One evening, a several years ago, I was in my room getting ready for bed. I was going through the usual routine of brushing my teeth, washing my face, and looking forward to getting into my safe, snug bed.

But suddenly, just for an instant, my perspective shifted and I saw life from a different point of view. I saw that my feeling of security wasn’t just about being released from the pressures and demands of the day. My security stemmed from an illusion: that my routine, the familiar four walls of my bedroom and the coziness of my comfortable bed actually made me more safe and secure.

For one moment at least, the illusion was gone. I realized on a visceral level that the world stood on nothing but Divine will. And suddenly, at that moment, my four walls didn’t feel particularly solid anymore.

The truth is that no matter how we feel or what we pretend, our safety doesn’t come from routine. Life is never entirely certain. A mere hairsbreadth beneath the illusion, our lives are fluid, unpredictable and always new.

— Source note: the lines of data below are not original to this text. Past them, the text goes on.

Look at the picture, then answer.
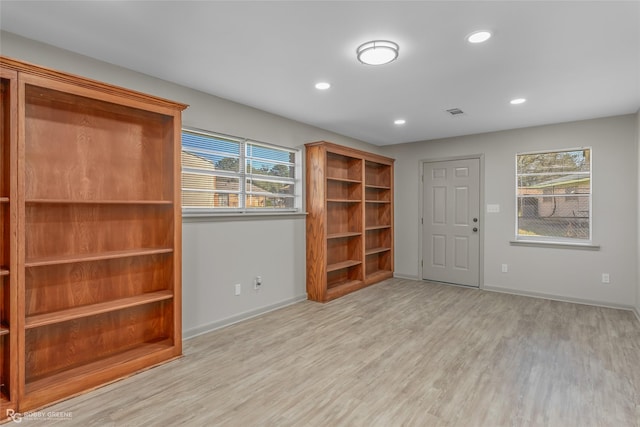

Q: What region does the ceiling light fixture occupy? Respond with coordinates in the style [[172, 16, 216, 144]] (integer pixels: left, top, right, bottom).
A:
[[356, 40, 400, 65], [467, 30, 491, 43]]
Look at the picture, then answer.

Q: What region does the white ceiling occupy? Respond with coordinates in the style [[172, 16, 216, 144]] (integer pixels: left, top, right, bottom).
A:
[[0, 0, 640, 145]]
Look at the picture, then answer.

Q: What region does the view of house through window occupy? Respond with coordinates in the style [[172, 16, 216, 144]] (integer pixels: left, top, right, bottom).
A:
[[516, 148, 591, 241], [182, 129, 300, 212]]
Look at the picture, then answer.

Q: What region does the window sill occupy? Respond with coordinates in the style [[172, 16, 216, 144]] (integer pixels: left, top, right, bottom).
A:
[[182, 212, 307, 222], [509, 240, 600, 251]]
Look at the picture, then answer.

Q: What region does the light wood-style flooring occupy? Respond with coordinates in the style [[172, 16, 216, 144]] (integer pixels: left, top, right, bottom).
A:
[[18, 279, 640, 427]]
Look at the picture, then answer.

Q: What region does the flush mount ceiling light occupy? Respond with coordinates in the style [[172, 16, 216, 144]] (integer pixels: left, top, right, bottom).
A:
[[467, 30, 491, 43], [356, 40, 400, 65]]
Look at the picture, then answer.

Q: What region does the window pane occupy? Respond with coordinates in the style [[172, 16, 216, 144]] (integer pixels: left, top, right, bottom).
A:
[[182, 190, 240, 209], [247, 143, 296, 163], [247, 194, 295, 209], [247, 160, 295, 178], [518, 172, 591, 194], [182, 130, 300, 213], [182, 132, 240, 157], [247, 179, 294, 196], [518, 149, 591, 174], [518, 196, 589, 239], [516, 149, 591, 240]]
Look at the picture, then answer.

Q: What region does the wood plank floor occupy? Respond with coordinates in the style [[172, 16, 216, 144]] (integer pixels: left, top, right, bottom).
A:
[[18, 279, 640, 427]]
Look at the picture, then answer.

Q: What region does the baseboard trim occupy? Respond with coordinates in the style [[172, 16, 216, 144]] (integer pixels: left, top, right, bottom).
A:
[[393, 273, 420, 280], [481, 285, 640, 312], [182, 294, 307, 341]]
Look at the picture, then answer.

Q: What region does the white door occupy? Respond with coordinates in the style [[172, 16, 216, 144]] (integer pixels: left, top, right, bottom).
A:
[[422, 159, 482, 287]]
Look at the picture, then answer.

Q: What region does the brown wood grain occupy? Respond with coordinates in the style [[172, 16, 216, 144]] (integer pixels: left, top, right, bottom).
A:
[[305, 141, 393, 302], [0, 56, 186, 419], [0, 67, 19, 422]]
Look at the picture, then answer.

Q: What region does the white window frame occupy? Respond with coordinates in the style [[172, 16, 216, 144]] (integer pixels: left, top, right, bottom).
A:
[[512, 147, 595, 247], [181, 127, 302, 217]]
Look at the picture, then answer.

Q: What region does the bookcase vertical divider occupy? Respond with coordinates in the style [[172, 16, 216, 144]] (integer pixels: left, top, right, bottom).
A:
[[305, 141, 394, 302], [0, 57, 187, 417]]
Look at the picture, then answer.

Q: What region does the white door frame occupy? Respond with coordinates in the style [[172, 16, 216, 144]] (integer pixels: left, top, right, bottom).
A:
[[418, 154, 486, 289]]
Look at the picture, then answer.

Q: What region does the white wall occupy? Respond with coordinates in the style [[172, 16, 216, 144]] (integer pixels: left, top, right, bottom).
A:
[[636, 110, 640, 320], [0, 32, 378, 337], [385, 115, 639, 308]]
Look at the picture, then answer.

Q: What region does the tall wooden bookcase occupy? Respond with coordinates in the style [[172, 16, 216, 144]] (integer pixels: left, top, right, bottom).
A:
[[0, 57, 186, 416], [0, 69, 18, 421], [305, 141, 394, 302]]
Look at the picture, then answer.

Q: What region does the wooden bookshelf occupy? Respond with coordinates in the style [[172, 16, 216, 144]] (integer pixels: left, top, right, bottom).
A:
[[0, 67, 19, 423], [306, 141, 393, 302], [24, 248, 173, 268], [0, 57, 186, 412]]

According to Kabbalah, our universe is actually not a solid, immutable reality at all. It exists in a fluid and dynamic state known as continuous creation.

The world exists at each moment only because G-d is consciously and deliberately choosing to bring it into existence here and now. Intrinsic to the very act of creation is the concealment of Divine Truth, because if we were fully aware of the infinite, all-encompassing presence of G-d, we – as separate, conscious entities with self-will and free choice – would not exist.

However, this concealment is only a starting point, not meant to remain in force forever. Our task, especially in these unprecedented, transformational times, is to seek out and perceive the deeper truth – that everything is Divine.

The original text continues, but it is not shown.